There are so many vendors on Amazon and Etsy that sell them.


----------



## nycmamaofone

I don’t know how I am going to use all my masks . These are just my Masklab masks and I have even more KF94 ones. I guess I’m ready for the next pandemic too . Anybody else in the same boat?


----------



## CaviarChanel

Hi *nycmamaofone,*
You may never know ..  countries in Asia are going through their second (or third??) wave right now.  For me, a mask will be my way of life for at least through 2021 or whenever I am traveling by plane.


----------



## Junkenpo

nycmamaofone said:


> I don’t know how I am going to use all my masks . These are just my Masklab masks and I have even more KF94 ones. I guess I’m ready for the next pandemic too . Anybody else in the same boat?



(raises hand) ʻO au pu! Me, too.  Now that I have some pretty masks, I'm glad I have them.  Even if it turns out that most people stop using them on the regular, I will continue to use them when in crowds.


----------



## LavenderIce

nycmamaofone said:


> I don’t know how I am going to use all my masks . These are just my Masklab masks and I have even more KF94 ones. I guess I’m ready for the next pandemic too . Anybody else in the same boat?
> 
> View attachment 5091216



To a lesser degree, yes. I didn't order as much so I'd re-wear my masks. I also had some cloth ones that I'd wear when outdoors to get the mail, put out the trash or go on walks. I definitely think we can still use them for a while. The mask mandate is still in place through Sept. on public transportation/air travel in the U.S. The CDC still recommends them for large indoor gatherings (or has that changed for vaccinated people? I can't keep up.) I'm in California and the mask mandate is still in place until June 15th. I definitely see myself wearing masks even past the mandates.


----------



## nycmamaofone

CaviarChanel said:


> Hi *nycmamaofone,*
> You may never know ..  countries in Asia are going through their second (or third??) wave right now.  For me, a mask will be my way of life for at least through 2021 or whenever I am traveling by plane.

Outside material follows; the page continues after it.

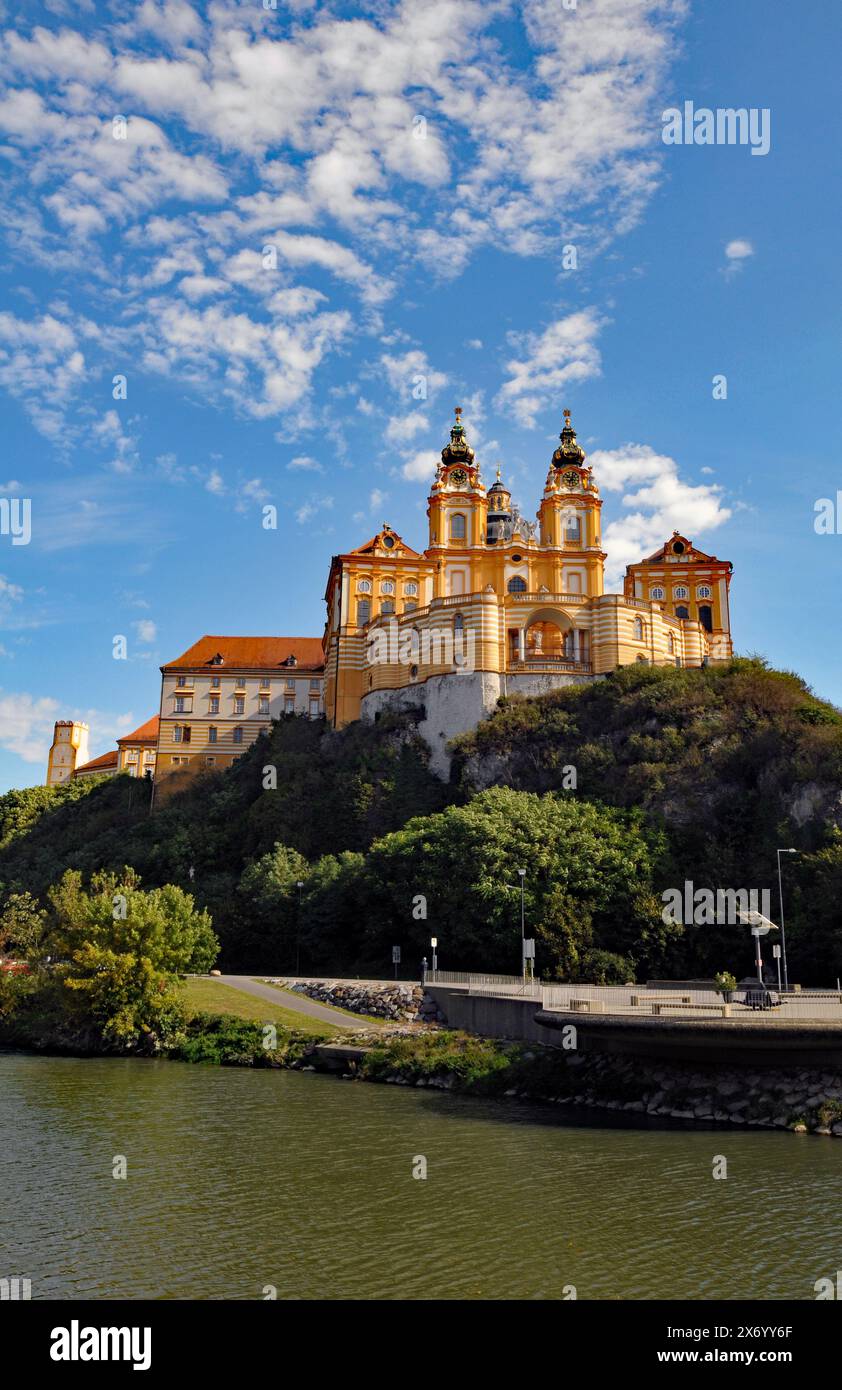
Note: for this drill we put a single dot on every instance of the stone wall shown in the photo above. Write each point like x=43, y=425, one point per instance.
x=805, y=1100
x=380, y=1000
x=457, y=702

I think that’s wise. I’ll probably do the same.


----------



## nycmamaofone

Junkenpo said:


> (raises hand) ʻO au pu! Me, too.  Now that I have some pretty masks, I'm glad I have them.  Even if it turns out that most people stop using them on the regular, I will continue to use them when in crowds.


It’s nice to know I’m not the only one lol. I think it was comforting to me to have a stockpile...in any case sometimes I have to remind myself not to buy any more masks (I blame Masklab for continuing to come out with super cute new designs).


----------



## nycmamaofone

LavenderIce said:


> To a lesser degree, yes. I didn't order as much so I'd re-wear my masks. I also had some cloth ones that I'd wear when outdoors to get the mail, put out the trash or go on walks. I definitely think we can still use them for a while. The mask mandate is still in place through Sept. on public transportation/air travel in the U.S. The CDC still recommends them for large indoor gatherings (or has that changed for vaccinated people? I can't keep up.) I'm in California and the mask mandate is still in place until June 15th. I definitely see myself wearing masks even past the mandates.


Yeah I wonder how it will be in the fall. Hopefully the numbers will continue to trend downwards, but you never know.


----------



## LavenderIce

nycmamaofone said:


> Yeah I wonder how it will be in the fall. Hopefully the numbers will continue to trend downwards, but you never know.



Exactly! Though we're headed in the right direction, you never know. I've got an endless supply of Chlorox and Lysol wipes, hand sanitzers and masks. I've put them in care packages for friends, family, door dash and instacart drivers and shoppers just to off load them.


----------



## arnott

limom said:


> You need ears savers.
> 
> 
> 
> 
> 
> 
> 
> 
> 
> View attachment 5089920




In this picture, the Mask strap is still rubbing against the top of the ear!


----------



## limom

arnott said:


> In this picture, the Mask strap is still rubbing against the top of the ear!


Ask around. Medical personal know what to buy. I don’t wear a mask for my job.
But I heard it solves your problem


----------



## LavenderIce

arnott said:


> In this picture, the Mask strap is still rubbing against the top of the ear!



Yeah, there are different kinds of ear savers. There are kinds that are headbands made of cloth with buttons sewn on. Depending on where the buttons are placed, the ear straps won't necessarily rub against he top of the ear.


----------



## Junkenpo

Ahh... Hawaii just lifted the mask mandate for the outdoors. Still need a mask for indoors, though. I'm probably still going to mask up outdoors if I have to get within 6ft of strangers until my DS can get vaccinated.


----------



## arnott

Couldn't resist this Mask of my favourite board game!      It's was 20% off with free shipping!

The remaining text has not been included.